Imputation sur les droits légaux du conjoint : que de malentendus ! (Code civil art. 758-6 et 765) - 2nde partie

Notaire successions complexes Lille Métropole
13 mai 2024
2°) Faut-il respecter un ordre d’imputation ?
Concernant l’imputation sur les droits légaux du conjoint, un autre débat surprenant agite une partie de la doctrine.

L’article 765 du Code civil prévoyant également que la valeur des droits d’habitation et d’usage accordés au conjoint par l’article 764 s’impute sur la valeur des droits successoraux légaux recueillis par le conjoint, des auteurs se sont demandé dans quel ordre il convenait d’imputer sur ces droits légaux les libéralités consenties au conjoint, d’une part, et, d’autre part, les droits d’habitation et d’usage.

Comme souvent lorsque la question est oiseuse, toutes les réponses possibles ont été proposées, d’où trois thèses qui s’affrontent :

1°) la thèse de l’imputation prioritaire du droit viager. En raison de sa nature spécifique et de l’importance que lui a donnée le législateur, le droit au logement devrait s’imputer en priorité sur les droits légaux, avant les libéralités.

2°) la thèse de l’imputation prioritaire des libéralités. Les imputations devraient se faire conformément au droit commun, par ordre chronologique, et ce qui conduit à proposer d’imputer en priorité les libéralités faites du vivant du disposant, avant les droits successoraux (au risque, disent même certain, de voir le conjoint privé de son droit si sa vocation légale a été épuisée par les libéralités…) ;

3°) la thèse de l’autonomie des imputations. Les imputations devraient se réaliser de manière autonome. Elles ne se combinent pas. Par suite, il n’y a pas lieu de fixer un ordre de priorité.

De notre point de vue, ce débat résulte d’une confusion par combinaison de deux mécanismes d’imputation qui n’ont de commun que leur nom : celui de l’imputation sur les droits du conjoint et celui de l’imputation sur les différents secteurs de la masse de calcul de la quotité disponible.

Concernant l’imputation sur les droits légaux du conjoint, la seule question est de savoir si ces droits légaux vont avoir une masse d’exercice résiduelle.

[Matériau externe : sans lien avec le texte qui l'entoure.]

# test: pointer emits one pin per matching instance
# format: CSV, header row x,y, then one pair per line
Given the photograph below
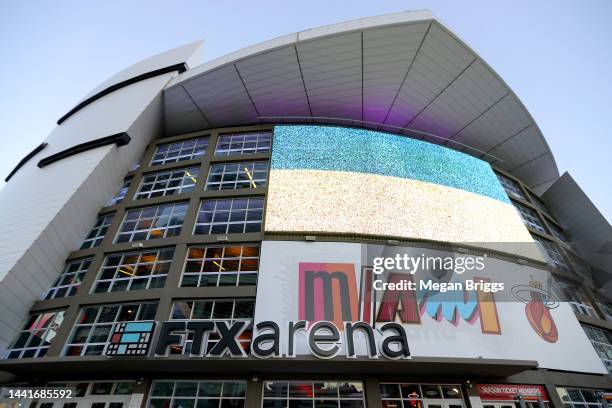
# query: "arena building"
x,y
229,235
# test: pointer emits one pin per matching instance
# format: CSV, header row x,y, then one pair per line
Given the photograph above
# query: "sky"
x,y
556,55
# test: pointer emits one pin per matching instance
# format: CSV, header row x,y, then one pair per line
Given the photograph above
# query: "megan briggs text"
x,y
430,285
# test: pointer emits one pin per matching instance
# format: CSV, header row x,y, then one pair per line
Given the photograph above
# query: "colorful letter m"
x,y
328,291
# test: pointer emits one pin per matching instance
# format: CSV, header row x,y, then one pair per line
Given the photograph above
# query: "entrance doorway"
x,y
89,395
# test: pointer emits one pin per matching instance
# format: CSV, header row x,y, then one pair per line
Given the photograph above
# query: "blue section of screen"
x,y
365,151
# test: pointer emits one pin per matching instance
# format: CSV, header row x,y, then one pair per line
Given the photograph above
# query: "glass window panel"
x,y
69,280
36,336
134,271
219,265
98,231
93,329
243,143
179,151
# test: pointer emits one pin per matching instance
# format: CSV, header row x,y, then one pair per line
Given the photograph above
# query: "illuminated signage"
x,y
509,392
324,339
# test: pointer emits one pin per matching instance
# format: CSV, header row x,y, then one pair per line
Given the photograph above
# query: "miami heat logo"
x,y
538,304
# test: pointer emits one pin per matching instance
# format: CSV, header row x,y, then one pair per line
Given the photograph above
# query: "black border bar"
x,y
181,67
25,160
120,139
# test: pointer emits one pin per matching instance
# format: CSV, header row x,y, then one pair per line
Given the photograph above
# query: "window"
x,y
243,143
97,233
601,343
230,216
36,336
69,280
512,187
95,325
122,192
83,389
168,183
413,395
529,216
134,270
306,394
551,252
231,176
218,265
200,394
581,397
180,151
229,310
152,222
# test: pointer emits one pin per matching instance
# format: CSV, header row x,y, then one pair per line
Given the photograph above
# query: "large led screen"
x,y
327,179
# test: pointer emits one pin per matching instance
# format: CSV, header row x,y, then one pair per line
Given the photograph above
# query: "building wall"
x,y
47,211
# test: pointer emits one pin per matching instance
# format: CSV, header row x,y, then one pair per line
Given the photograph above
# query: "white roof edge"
x,y
401,17
391,19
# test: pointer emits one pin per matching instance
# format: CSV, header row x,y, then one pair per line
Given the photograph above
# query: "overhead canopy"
x,y
404,73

Car, comme le suppose l’article 758-6 et comme le mentionne l’article 765, si la valeur de droits imputés est supérieure à celle des droits successoraux, « le conjoint n’est pas tenu de récompenser la succession à raison de l’excédent. » L’ordre d’imputation sur les droits légaux est donc sans incidence pour ce qui y est imputé :

  • soit le cumul des libéralités et du droit d’habitation dépasse la valeur des droits légaux et le seul résultat de cette opération est de constater la perte des droits légaux ;
  • soit le cumul des libéralités et du droit d’habitation ne dépasse pas la valeur des droits successoraux et le conjoint « pourra prendre le complément sur les biens existants. »

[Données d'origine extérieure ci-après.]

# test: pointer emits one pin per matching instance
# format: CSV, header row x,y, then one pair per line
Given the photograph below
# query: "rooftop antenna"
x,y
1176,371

Par contre, il convient également de vérifier que le conjoint ne se trouve pas « recevoir une portion des biens supérieure à la quotité disponible spéciale définie à l’article 1094-1 du Code civil ». 

Mais cette vérification s’effectue au moyen de l’autre système d’imputation, celui répartissant les libéralités, les droits d’habitation voire des droits successoraux légaux complémentaires sur les différents secteurs de la masse de calcul de la quotité disponible, c’est-à-dire par la mise en œuvre postérieure d’un mécanisme très différent.

Prétendre faire une synthèse des deux systèmes d’imputations est aller trop vite, au risque de déboucher sur une conclusion erronée : priver le conjoint des libéralités reçues ou des droits d’habitation au seul motif que ces droits dépasseraient la valeur des droits légaux supplétifs !

Pour être complet, rassurons-nous : il semble bien établi qu’il n’y a pas lieu d’imputer les libéralités sur les droits d’habitation. Outre que la loi ne le prévoit pas, cela reviendrait à permettre que de faibles libéralités, faites sans forme authentique, purgent les droits d’habitation pourtant mis en avant et protégés par le législateur.